Start Saving to Stop Spending Money on Alternative Financial Services (AFS) - Part 1
By Megan Brewster, Coordinator to the Associate Director, and Meredith Covington, Project Director, Center for Social Development, Washington University in St. Louis.
Recent evidence on the financial health of low- to moderate-income (LMI) households highlights the stark difference between those who use alternative financial services and those who don’t. In general, financial hardships are greater in households that use alternative financial services, with the interest and fees adding to the pressures of people who are already financially vulnerable.
Additional evidence comes from the Refund to Savings Initiative’s Household Financial Survey, one of the nation’s largest and most comprehensive surveys of LMI taxpayers in the United States, reaching over 20,000 households in 2013. The Refund to Savings Initiative is part of the Center for Social Development at Washington University in St. Louis.
The evidence shows that, compared to LMI peers who do not use alternative financial services, the LMI users of such services have
- around $850 less in annual income,
- over $1,800 more in unsecured debt, and
- only about one third of the savings of their peers ($819 vs. $2,488).
Further, the evidence shows that LMI users of alternative financial services reported more material hardship and financial difficulties:
- Nearly 80% skipped a bill payment, but only about 40% of nonusers skipped one.
- Nearly 75% faced food insecurity, but only 45% of nonusers did so.
- Over 50% had a bank overdraft, but only 25% of nonusers had one.
- Over 75% reported that they could not come up with $2,000 in an emergency, but about 45% of nonusers said this.
On every measure of financial health in the survey, LMI households that used alternative financial services reported significantly worse financial situations than those of their peers who did not use such services. The survey results also show that nearly 40% of LMI households used alternative financial services in the prior year, suggesting these concerns likely affect a significant portion of American households.
The data is clear: using alternative financial services imposes significant financial burdens on households that are already financially vulnerable.
So what can be done?
Saving—particularly at tax time (the majority of households receiving a refund)—can enable families to prepare for emergencies and to avoid spending precious dollars on interest and fees when needs arise.

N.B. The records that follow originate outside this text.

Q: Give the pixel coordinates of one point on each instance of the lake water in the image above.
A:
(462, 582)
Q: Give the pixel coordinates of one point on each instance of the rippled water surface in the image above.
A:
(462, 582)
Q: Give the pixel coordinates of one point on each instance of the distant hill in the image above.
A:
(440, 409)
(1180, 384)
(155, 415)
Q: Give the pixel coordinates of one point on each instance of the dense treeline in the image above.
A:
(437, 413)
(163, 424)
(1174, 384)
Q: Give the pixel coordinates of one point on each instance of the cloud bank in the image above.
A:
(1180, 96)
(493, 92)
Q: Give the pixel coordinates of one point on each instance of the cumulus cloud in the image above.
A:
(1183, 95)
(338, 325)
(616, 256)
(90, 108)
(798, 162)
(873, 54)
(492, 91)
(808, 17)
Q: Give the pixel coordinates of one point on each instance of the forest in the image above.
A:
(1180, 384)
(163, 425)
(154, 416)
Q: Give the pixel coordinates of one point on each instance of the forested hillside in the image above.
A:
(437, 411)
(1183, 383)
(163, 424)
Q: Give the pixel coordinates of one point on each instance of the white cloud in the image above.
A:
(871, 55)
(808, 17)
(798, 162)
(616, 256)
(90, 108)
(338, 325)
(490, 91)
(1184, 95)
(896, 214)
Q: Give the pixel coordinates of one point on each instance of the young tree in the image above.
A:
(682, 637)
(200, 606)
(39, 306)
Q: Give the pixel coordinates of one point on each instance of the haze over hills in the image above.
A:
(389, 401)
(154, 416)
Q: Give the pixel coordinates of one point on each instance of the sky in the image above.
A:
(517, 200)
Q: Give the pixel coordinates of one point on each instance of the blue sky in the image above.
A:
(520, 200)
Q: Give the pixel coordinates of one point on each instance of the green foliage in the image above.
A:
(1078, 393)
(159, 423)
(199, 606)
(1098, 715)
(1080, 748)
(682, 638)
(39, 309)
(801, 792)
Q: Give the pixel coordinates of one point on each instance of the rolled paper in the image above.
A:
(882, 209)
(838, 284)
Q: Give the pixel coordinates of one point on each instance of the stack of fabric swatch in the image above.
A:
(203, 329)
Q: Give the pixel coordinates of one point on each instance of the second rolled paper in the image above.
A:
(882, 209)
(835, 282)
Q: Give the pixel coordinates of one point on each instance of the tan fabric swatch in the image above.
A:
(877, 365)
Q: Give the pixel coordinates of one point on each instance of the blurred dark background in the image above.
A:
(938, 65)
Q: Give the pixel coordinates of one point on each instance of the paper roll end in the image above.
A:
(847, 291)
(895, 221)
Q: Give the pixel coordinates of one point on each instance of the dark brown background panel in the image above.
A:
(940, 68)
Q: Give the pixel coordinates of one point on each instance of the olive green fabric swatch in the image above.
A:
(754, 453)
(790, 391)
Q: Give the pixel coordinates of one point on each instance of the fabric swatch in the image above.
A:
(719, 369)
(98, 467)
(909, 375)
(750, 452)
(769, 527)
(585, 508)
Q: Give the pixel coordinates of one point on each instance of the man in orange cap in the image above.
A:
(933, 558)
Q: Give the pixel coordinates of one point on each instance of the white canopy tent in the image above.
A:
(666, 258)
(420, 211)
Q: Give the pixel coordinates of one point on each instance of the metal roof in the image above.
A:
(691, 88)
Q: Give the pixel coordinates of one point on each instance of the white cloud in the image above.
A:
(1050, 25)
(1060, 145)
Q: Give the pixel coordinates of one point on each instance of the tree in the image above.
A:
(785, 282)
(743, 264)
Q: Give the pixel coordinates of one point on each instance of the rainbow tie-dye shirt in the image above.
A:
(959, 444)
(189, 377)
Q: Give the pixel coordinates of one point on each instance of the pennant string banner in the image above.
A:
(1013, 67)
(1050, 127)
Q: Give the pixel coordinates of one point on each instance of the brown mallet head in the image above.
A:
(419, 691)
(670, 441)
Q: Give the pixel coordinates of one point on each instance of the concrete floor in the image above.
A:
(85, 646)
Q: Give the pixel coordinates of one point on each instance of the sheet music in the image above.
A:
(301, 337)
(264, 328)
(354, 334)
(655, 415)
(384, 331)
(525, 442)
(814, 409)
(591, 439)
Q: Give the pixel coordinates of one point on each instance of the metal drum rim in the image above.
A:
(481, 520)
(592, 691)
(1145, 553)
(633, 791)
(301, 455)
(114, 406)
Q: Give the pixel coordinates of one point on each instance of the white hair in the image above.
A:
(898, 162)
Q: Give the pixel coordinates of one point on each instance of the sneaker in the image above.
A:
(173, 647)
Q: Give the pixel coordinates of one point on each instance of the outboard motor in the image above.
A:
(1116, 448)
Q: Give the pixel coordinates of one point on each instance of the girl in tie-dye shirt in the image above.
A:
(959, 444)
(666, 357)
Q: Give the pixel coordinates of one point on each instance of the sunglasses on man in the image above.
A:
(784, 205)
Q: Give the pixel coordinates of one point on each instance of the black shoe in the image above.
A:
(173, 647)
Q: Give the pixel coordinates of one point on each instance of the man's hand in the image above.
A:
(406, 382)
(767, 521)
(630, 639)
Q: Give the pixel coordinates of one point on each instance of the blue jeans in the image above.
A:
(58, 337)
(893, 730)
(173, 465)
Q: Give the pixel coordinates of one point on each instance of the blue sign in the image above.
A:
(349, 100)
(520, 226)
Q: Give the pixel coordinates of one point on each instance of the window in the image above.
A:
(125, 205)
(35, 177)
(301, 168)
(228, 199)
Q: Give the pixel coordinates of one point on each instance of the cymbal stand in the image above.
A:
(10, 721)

Practitioners and policymakers can play a significant role in creating environments and programs that help households to save. Below we suggest strategies for supporting clients and constituents on prioritizing saving—one dollar at a time. Check back for tomorrow’s post on saving at the household level.
Strategies for Practitioners
- Coach your clients on saving their tax refund: For specific strategies, download the Volunteer Income Tax Preparer’s Toolkit, an illustrated guide that can help practitioners educate clients on the benefits of saving, particularly at tax time.
- Use tax time as the “golden moment” for new financial strategies: It’s common for people to reconsider their financial strategies at tax time, which is a “golden moment” to suggest saving. Use this season to work with clients on a savings plan.
- Offer incentives and prizes for saving: Several successful programs provide clients cash rewards for meeting savings goals, such as EARN in San Francisco and the Doorway to Dreams Fund’s SaveYourRefund campaign. Consider establishing similar programs or working with partners to provide incentives that help families save.
Strategies for Policymakers
- Support policies and programs that automate saving: Infrastructure for automatic saving isn’t accessible to many LMI households. For example, the employers of many low-wage workers do not offer direct deposit or contribute to 401(k)s. Policymakers should support and expand programs that address access barriers and make saving easier.
- Support and expand policies and programs that allow flexible saving: Many LMI families do not have [or use] a long-term savings account because they fear that funds in such accounts won’t be accessible if an emergency arises. One way to foster financial stability and increase saving is to ensure that these families have access to long-term accounts that allow tax-and penalty-free withdrawals. The Rainy Day EITC policy proposal is an example of policy to support flexible savings.
- Support policy that limits fees and interest charged for alternative financial services: After recognizing how alternative financial services negatively affect LMI households, many states enacted legislation to curb high usury rates. Such efforts don’t address the reasons why people turn to alternative financial services, but policymakers can help reduce predatory financial practices by supporting efforts to limit the cost of alternative financial services and the availability of such services.